Есаков представлял совершенно иной тип. Он тоже происходил из дворянской семьи и даже вел свой род от сына Марфы Посадницы, Исаака Борецкого. В древности это имя произносили «Есак», откуда явилась фамилия Есаковых. Как бы то ни было, наш Есаков был молодой человек веселый, жизнерадостный и уже, по-видимому, вкусивший добрую порцию кафешантанных наслаждений. Стоило только послушать, как забористо он напевал песенки вроде:
Мамзель, пообождите!
Куда вам так спешить!
Вы, может быть, хотите Со мною пошутить?
Он был родом из Одессы и весь пропитался бульварной культурой этой «красавицы Юга». Одевался франтиком, немного болтал по-французски. Впрочем, видно, что его дома воспитывали старательно, учили его, например английскому языку, дали порядочное знакомство с русской литературой и т. д. Но вообще он помышлял не об образовании или науке, а о том, чтобы пожить в свое удовольствие. Занимался он кое-как, лишь бы с грехом пополам сдать экзамен. В конце концов, впрочем, это был добрый малый, и мы жили дружно.

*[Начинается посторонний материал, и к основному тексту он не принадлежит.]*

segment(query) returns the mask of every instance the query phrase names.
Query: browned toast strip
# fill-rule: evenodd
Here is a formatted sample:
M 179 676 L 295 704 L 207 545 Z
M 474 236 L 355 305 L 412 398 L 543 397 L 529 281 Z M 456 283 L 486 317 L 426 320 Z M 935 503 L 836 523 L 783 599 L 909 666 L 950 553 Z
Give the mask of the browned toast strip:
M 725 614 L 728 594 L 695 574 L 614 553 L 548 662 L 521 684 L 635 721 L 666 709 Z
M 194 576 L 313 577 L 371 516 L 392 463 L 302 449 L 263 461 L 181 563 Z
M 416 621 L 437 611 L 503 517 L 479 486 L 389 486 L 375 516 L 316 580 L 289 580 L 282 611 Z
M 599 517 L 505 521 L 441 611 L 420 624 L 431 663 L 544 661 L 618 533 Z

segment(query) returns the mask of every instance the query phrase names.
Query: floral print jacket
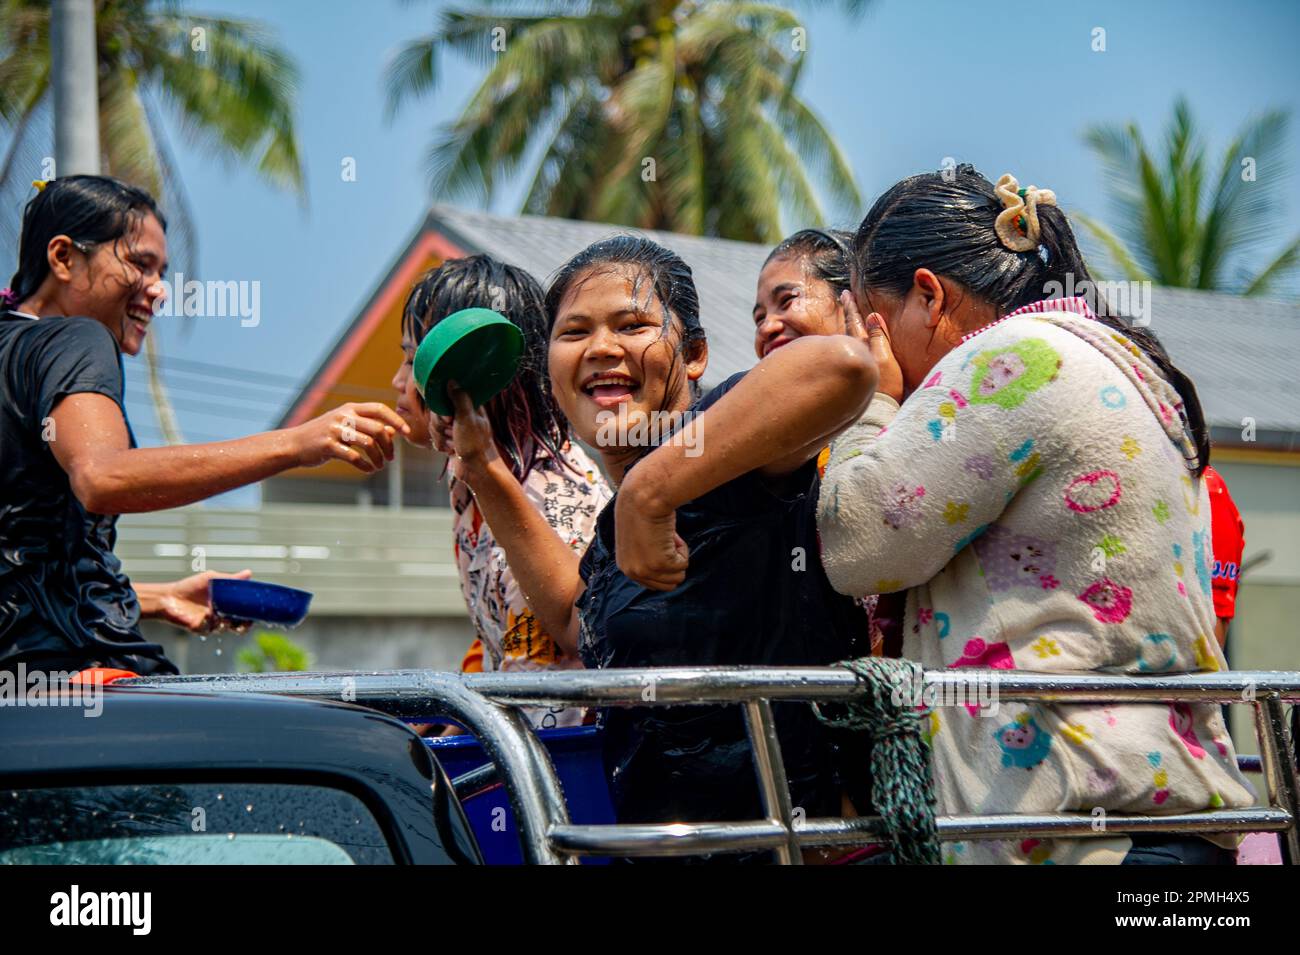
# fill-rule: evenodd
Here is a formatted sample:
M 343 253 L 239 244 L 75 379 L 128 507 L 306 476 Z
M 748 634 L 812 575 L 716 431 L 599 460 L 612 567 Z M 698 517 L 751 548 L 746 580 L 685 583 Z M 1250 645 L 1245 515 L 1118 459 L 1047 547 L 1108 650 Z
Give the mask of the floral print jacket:
M 1178 393 L 1082 300 L 968 336 L 832 446 L 823 563 L 842 593 L 906 591 L 927 668 L 1226 668 L 1210 505 Z M 1253 802 L 1213 705 L 940 700 L 945 813 L 1176 813 Z M 953 704 L 958 705 L 953 705 Z M 1215 837 L 1225 846 L 1232 837 Z M 948 862 L 1118 862 L 1127 837 L 950 843 Z

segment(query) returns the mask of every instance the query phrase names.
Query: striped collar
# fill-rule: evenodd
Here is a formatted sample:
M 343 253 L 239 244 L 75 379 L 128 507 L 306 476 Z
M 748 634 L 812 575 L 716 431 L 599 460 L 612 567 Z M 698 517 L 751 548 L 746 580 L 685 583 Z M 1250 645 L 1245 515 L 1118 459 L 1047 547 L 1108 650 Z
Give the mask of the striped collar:
M 1082 318 L 1097 320 L 1092 308 L 1088 305 L 1088 300 L 1082 295 L 1076 295 L 1073 298 L 1045 298 L 1042 301 L 1031 302 L 1028 305 L 1022 305 L 1014 312 L 1008 312 L 1001 318 L 989 322 L 987 325 L 975 329 L 975 331 L 962 336 L 962 342 L 968 342 L 980 332 L 987 331 L 994 325 L 1000 325 L 1008 318 L 1019 318 L 1022 315 L 1044 315 L 1047 312 L 1072 312 Z

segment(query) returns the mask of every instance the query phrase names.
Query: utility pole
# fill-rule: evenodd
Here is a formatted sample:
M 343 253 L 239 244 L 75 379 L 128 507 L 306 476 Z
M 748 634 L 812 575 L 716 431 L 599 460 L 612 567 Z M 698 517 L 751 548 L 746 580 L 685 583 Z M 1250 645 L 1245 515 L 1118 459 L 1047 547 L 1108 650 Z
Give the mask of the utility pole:
M 95 0 L 53 0 L 50 66 L 56 176 L 99 174 L 99 57 Z

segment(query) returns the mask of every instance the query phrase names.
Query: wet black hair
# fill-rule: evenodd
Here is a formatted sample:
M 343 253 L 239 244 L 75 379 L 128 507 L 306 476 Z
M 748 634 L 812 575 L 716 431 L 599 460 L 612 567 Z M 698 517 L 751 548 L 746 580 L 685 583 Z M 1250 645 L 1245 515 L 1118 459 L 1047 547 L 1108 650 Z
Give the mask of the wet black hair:
M 9 280 L 9 300 L 0 307 L 17 305 L 41 287 L 50 274 L 48 249 L 56 235 L 66 235 L 87 247 L 116 243 L 146 215 L 157 218 L 163 231 L 167 230 L 158 204 L 143 189 L 111 176 L 51 179 L 23 210 L 18 271 Z
M 541 285 L 523 269 L 489 255 L 448 259 L 427 272 L 406 297 L 402 333 L 418 345 L 431 328 L 463 308 L 500 312 L 524 333 L 518 374 L 484 409 L 511 472 L 523 481 L 537 463 L 539 449 L 564 464 L 560 452 L 569 439 L 569 423 L 551 395 L 546 373 L 550 323 Z M 422 397 L 420 406 L 426 407 Z
M 602 267 L 619 265 L 631 265 L 637 270 L 637 280 L 632 287 L 633 298 L 640 299 L 642 282 L 645 282 L 659 299 L 664 313 L 661 338 L 668 335 L 674 318 L 681 325 L 681 341 L 673 354 L 668 387 L 664 390 L 664 400 L 667 401 L 668 396 L 677 390 L 673 375 L 682 371 L 679 359 L 688 350 L 708 340 L 704 326 L 700 324 L 700 298 L 695 290 L 691 267 L 671 249 L 638 235 L 611 236 L 587 246 L 560 267 L 546 290 L 547 335 L 549 337 L 555 325 L 560 302 L 576 280 Z M 692 398 L 699 397 L 698 382 L 690 382 L 689 389 Z
M 802 229 L 781 240 L 768 253 L 763 267 L 773 259 L 801 258 L 808 263 L 815 278 L 831 287 L 838 300 L 849 287 L 850 263 L 853 261 L 852 232 L 839 229 Z
M 1199 477 L 1210 463 L 1210 436 L 1192 380 L 1152 332 L 1132 324 L 1096 294 L 1063 211 L 1039 205 L 1038 248 L 1015 252 L 994 230 L 1002 209 L 993 183 L 968 163 L 902 180 L 876 200 L 853 236 L 852 267 L 859 287 L 903 296 L 916 270 L 927 268 L 990 303 L 999 315 L 1065 289 L 1091 290 L 1089 304 L 1098 319 L 1142 349 L 1182 398 L 1196 444 L 1188 468 Z M 1051 290 L 1056 291 L 1049 294 Z

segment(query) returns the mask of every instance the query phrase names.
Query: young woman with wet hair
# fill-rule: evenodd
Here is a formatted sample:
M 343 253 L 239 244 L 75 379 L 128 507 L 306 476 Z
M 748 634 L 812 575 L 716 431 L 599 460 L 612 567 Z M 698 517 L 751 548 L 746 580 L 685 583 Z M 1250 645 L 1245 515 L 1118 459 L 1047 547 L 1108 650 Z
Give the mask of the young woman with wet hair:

С пансионом своим я справлялся недурно, всех учеников успевал подгонять, выправлять, подучивать. Платонов был очень доволен мною и, когда наступила минута расставания, подарил мне на память массивную серебряную табакерку» которой я долго пользовался, а потом, в минуту жизни трудную, спустил закладчику…
Так подходил я к окончанию гимназического курса в положении самостоятельного молодого человека с некоторым общественным положением и с ясным смыслом жизни, несравненно более ясным, чем потом в университете. И теперь, оглядываясь на прошлое, я вспоминаю гимназические годы со светлым чувством, тогда как университетские времена вызывают у меня лишь воспоминания серые, скучные, лишенные всякого внутреннего содержания.